184-203: LGTM! Metric standardization aligns with non-streaming path.

The metric names and attributes now match the format already used in _record_usage_metrics (lines 551-570), providing consistent observability across streaming and non-streaming completion paths.


442-442: LGTM! Redundant dict() conversion removed.

The dict() wrapper was unnecessary since block.arguments is already a dictionary. This change improves clarity and aligns with the direct usage pattern seen elsewhere in the file (lines 297, 591).

src/draive/generation/audio/default.py (1)

29-32: Result processing logic is correct.

The pattern of iterating over audio resources and returning the first match, followed by raising a descriptive error if none are found, is appropriate.

src/draive/vllm/messages.py (2)

528-528: LGTM! Removed redundant dict() wrapper.

The dict() wrapper was unnecessary since json.dumps() can serialize Mapping[str, Any] directly.


536-591: The match statement is exhaustive and complete as-is.

MultimodalContentPart is defined as a type union: TextContent | ResourceReference | ResourceContent | ArtifactContent. The content_parts function handles all four members of this union with explicit match cases. Since the type is a fixed union (not a base class), the function cannot receive unexpected types—the type system enforces this statically.

There is no need for a default case or exhaustiveness check. The code is correct and follows Python's type safety guarantees.

Likely an incorrect or invalid review comment.

src/draive/openai/realtime.py (1)

109-117: LGTM! Observability instrumentation correctly applied.

The addition of ObservabilityLevel.INFO to the ctx.record call properly instruments the realtime session initialization with the appropriate telemetry level. The attributes remain unchanged and provide valuable context for session tracking.

src/draive/evaluation/scenario.py (1)

402-412: LGTM! Performance metric instrumentation is well-structured.

The ctx.record call correctly includes ObservabilityLevel.INFO and records a histogram metric for scenario performance. The attributes (passed and evaluators) provide useful dimensions for analyzing evaluation results.

src/draive/utils/memory.py (1)

86-89: LGTM! Memory instrumentation properly implemented.

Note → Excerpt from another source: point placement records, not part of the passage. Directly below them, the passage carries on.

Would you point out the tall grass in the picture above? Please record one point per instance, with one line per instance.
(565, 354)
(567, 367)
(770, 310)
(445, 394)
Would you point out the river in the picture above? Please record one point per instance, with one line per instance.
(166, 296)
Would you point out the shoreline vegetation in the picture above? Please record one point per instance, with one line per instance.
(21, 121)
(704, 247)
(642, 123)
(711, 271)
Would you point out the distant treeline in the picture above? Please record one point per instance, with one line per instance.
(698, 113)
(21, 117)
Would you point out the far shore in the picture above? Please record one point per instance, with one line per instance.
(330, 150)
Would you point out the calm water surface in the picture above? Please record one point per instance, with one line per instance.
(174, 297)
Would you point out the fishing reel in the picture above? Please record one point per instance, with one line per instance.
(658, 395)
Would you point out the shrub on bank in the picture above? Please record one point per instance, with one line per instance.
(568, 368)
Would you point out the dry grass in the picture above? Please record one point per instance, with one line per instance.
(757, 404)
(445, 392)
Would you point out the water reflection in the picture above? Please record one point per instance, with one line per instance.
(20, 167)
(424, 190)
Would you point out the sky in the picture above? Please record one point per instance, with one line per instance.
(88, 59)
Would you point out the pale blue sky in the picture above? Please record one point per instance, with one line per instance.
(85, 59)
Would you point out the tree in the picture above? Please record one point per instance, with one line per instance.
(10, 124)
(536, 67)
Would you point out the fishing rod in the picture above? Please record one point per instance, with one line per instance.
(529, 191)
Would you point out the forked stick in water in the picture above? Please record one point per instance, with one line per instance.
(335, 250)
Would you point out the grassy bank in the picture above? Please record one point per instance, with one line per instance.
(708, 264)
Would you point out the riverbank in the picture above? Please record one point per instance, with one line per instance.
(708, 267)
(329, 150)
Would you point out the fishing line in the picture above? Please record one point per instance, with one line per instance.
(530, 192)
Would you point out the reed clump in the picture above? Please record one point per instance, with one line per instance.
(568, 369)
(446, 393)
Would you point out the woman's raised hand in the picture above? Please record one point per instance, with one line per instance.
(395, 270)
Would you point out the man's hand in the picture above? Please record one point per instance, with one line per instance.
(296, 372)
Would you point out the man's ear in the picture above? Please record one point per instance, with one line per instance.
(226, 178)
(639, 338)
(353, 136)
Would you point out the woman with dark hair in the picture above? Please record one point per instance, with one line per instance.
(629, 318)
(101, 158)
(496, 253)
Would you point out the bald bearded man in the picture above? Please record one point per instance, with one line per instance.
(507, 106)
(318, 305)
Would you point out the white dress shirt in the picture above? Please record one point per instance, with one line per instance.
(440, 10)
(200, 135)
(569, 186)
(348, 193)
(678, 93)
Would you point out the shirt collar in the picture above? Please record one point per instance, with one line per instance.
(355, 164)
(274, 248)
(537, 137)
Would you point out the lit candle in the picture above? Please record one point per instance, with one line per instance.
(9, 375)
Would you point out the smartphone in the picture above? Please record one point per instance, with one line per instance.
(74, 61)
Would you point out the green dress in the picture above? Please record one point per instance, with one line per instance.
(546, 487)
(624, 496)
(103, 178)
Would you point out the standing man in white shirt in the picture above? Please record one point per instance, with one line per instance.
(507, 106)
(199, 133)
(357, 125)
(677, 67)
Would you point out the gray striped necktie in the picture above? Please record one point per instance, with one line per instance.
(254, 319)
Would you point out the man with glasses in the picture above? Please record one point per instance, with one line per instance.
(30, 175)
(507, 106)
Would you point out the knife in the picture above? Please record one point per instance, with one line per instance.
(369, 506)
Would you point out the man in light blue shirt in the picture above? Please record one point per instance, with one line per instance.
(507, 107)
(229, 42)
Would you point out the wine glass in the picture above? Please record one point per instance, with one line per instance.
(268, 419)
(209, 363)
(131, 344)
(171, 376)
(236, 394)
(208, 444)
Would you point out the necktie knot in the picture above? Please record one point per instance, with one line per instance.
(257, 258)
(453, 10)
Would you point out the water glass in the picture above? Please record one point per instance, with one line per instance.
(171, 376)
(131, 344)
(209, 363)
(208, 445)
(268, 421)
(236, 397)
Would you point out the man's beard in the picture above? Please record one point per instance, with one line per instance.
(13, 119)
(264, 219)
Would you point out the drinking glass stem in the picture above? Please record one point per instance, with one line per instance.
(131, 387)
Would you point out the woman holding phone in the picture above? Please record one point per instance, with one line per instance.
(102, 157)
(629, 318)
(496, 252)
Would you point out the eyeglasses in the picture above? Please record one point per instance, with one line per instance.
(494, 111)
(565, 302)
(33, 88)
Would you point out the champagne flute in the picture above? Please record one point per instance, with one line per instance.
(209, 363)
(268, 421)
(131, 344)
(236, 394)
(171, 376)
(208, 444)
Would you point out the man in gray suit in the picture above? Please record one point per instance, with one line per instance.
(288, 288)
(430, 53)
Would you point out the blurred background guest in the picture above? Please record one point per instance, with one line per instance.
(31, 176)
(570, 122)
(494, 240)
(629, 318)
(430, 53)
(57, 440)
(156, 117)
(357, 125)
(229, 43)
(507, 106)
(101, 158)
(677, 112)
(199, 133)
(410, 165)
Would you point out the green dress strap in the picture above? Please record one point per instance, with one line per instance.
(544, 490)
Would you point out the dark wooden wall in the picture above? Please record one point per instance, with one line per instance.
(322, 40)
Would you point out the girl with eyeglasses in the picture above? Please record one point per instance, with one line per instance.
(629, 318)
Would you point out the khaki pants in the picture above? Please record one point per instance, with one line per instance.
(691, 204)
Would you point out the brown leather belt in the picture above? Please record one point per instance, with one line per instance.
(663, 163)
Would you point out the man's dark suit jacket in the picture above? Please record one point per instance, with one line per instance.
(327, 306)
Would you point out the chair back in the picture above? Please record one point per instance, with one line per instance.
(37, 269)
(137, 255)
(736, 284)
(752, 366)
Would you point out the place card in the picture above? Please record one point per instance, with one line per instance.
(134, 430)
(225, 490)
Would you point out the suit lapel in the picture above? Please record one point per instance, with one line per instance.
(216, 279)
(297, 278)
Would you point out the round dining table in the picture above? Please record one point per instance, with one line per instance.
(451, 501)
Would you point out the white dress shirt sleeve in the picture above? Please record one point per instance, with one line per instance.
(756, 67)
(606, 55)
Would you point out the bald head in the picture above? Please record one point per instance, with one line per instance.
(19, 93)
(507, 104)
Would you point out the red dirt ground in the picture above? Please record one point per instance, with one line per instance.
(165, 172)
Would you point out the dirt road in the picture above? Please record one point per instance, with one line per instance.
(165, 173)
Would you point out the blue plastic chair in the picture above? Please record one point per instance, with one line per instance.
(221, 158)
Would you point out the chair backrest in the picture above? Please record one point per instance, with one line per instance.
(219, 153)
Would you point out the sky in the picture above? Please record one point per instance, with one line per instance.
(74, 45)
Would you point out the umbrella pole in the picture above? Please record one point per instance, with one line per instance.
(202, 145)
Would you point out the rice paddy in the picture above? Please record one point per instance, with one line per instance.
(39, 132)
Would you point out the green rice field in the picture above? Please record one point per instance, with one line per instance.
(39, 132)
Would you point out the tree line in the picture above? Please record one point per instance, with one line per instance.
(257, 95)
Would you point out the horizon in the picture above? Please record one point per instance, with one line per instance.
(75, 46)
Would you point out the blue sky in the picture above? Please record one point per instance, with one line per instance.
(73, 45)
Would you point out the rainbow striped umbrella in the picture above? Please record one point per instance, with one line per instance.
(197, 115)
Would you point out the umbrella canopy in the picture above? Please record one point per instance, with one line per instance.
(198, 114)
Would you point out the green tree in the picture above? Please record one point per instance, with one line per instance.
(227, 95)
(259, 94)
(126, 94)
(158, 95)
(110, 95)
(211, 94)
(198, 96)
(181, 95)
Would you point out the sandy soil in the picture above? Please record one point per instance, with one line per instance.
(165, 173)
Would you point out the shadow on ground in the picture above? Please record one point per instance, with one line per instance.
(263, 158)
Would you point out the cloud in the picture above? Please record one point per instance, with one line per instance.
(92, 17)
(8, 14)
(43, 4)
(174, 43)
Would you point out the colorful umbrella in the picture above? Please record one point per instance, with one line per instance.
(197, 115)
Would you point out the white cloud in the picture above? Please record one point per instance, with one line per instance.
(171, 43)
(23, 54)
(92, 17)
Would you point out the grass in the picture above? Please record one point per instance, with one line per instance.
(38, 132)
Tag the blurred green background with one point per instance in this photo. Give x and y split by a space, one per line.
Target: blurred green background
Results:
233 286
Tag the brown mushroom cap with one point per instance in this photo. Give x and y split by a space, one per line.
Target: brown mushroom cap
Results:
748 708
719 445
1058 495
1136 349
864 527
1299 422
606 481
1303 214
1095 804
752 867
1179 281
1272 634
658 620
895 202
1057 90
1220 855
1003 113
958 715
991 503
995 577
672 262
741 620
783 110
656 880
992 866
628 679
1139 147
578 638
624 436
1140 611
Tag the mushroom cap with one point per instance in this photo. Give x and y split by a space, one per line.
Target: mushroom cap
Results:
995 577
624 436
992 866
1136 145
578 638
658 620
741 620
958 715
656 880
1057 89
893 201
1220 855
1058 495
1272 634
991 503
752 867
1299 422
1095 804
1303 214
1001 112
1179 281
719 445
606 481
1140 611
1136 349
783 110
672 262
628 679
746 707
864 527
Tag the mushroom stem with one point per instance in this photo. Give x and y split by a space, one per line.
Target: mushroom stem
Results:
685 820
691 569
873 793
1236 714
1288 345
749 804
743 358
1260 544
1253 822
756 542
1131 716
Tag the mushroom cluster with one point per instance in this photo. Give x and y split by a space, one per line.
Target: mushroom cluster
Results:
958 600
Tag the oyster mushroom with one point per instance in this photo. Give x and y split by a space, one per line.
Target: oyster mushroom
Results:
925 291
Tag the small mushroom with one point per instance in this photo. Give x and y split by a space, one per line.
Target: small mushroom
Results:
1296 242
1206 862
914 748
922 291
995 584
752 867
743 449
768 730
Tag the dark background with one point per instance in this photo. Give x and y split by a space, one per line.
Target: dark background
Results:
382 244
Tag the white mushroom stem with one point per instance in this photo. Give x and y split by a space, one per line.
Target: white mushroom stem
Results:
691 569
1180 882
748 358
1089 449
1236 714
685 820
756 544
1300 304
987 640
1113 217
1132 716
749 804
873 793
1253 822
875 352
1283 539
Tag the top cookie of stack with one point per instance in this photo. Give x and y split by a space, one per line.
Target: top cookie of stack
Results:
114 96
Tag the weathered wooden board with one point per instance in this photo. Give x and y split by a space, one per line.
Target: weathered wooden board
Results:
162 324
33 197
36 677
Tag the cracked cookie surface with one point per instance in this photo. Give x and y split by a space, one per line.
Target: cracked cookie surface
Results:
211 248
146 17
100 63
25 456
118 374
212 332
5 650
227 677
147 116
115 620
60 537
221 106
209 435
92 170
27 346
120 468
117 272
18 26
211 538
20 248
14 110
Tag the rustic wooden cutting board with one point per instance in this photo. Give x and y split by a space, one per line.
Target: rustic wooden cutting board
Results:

The ctx.record calls with ObservabilityLevel.INFO for memory lifecycle events (recall, remember, maintenance) provide consistent observability across all memory operations. This addresses the previous review feedback effectively.

src/draive/mistral/embedding.py (2)

49-63: LGTM! Items metric and early-exit guard are well-implemented.

The embedding.items counter provides useful telemetry on the volume of text being embedded. The early exit on empty attributes is defensive programming that prevents unnecessary API calls and potential edge cases in batch processing.


65-77: LGTM! Batch metric calculation is correct.

The embedding.batches counter uses proper ceiling division (len(attributes) + batch_size - 1) // batch_size to accurately reflect the number of API calls. This metric, combined with embedding.items, enables monitoring of batching efficiency.

src/draive/generation/audio/state.py (1)

42-61: LGTM! Audio generation observability scope properly implemented.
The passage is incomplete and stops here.